Grounded visual computer-use trajectories generated by SynthUX simulate worker sessions within a simulated company. Each record captures a worker's device session, where a goal expands into a node tree and terminal nodes drive real desktop-simulator applications. The observed trajectory includes screen video and per-node frames, recorded by author jacob-valdez and last updated on June 3, 2026.
Use Cases
- Train AI agents for desktop automation based on low-level mouse/keyboard input sequences.
- Analyze human task decomposition patterns based on goal-expansion into node trees.

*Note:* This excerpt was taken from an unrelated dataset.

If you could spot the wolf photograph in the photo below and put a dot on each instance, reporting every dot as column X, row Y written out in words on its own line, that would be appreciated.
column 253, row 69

- Develop multimodal models for screen understanding based on recorded screen video and per-node frames.
- Benchmark human-computer interaction in simulated office environments based on trajectories from applications like Terminal, VS Code, Browser, and Slack.
Strengths
- Trajectories include screen video, providing a visual record of interactions.

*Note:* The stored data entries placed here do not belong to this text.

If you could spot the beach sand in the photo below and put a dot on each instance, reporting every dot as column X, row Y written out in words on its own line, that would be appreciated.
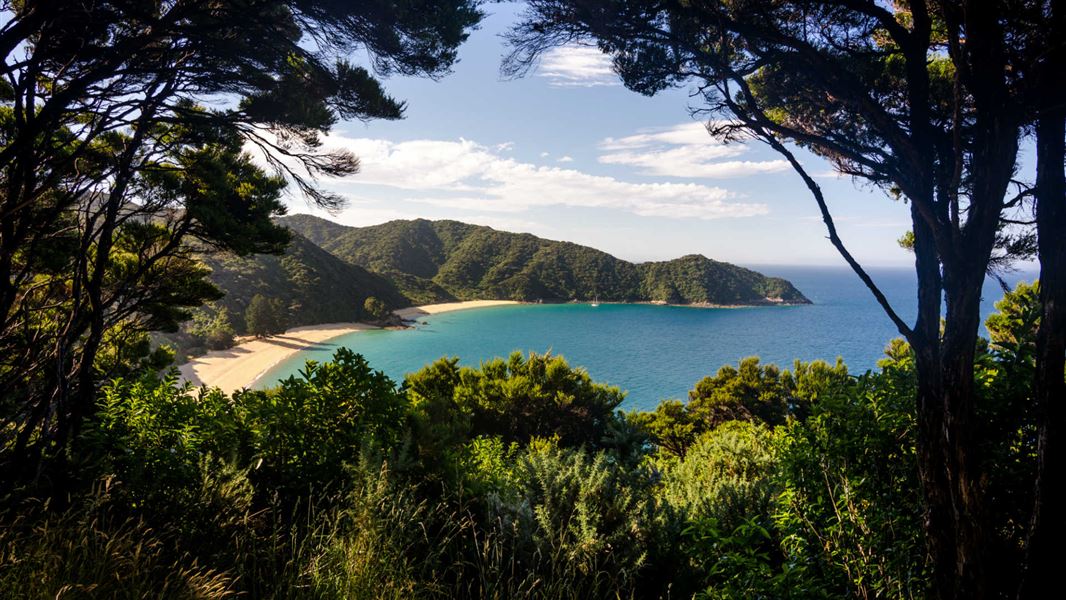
column 241, row 366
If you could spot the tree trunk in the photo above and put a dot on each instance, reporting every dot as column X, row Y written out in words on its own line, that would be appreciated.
column 972, row 541
column 1048, row 525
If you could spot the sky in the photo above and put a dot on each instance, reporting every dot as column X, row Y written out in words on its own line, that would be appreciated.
column 566, row 152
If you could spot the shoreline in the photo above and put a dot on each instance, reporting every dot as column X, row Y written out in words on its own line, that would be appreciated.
column 245, row 363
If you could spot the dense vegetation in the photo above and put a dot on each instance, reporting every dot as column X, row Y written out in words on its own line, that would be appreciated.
column 519, row 479
column 930, row 101
column 447, row 260
column 124, row 127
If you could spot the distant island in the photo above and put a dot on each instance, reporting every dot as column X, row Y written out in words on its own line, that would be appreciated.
column 329, row 270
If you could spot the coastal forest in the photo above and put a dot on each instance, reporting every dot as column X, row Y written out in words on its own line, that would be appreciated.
column 145, row 150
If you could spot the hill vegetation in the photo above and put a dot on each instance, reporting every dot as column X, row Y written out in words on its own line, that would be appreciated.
column 315, row 286
column 515, row 480
column 446, row 260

- Data generation is grounded within a simulated company environment, offering contextual realism.
- Low-level input recording captures mouse and keyboard actions driving applications like Terminal, Notes, VS Code, Browser, Slack, Mail, Sheets, and Slides.
Limitations
- Column-level documentation is absent; field semantics must be inferred after download.
- Row count is unknown, which may limit suitability assessment.
- Description metadata is limited; actual data quality requires manual inspection after download.
Provenance
- Source
- huggingface
- Collection Method
- Generated by SynthUX within a simulated company environment.
- Freshness
- Last updated 2026-06-03 17:14:55; freshness should be verified.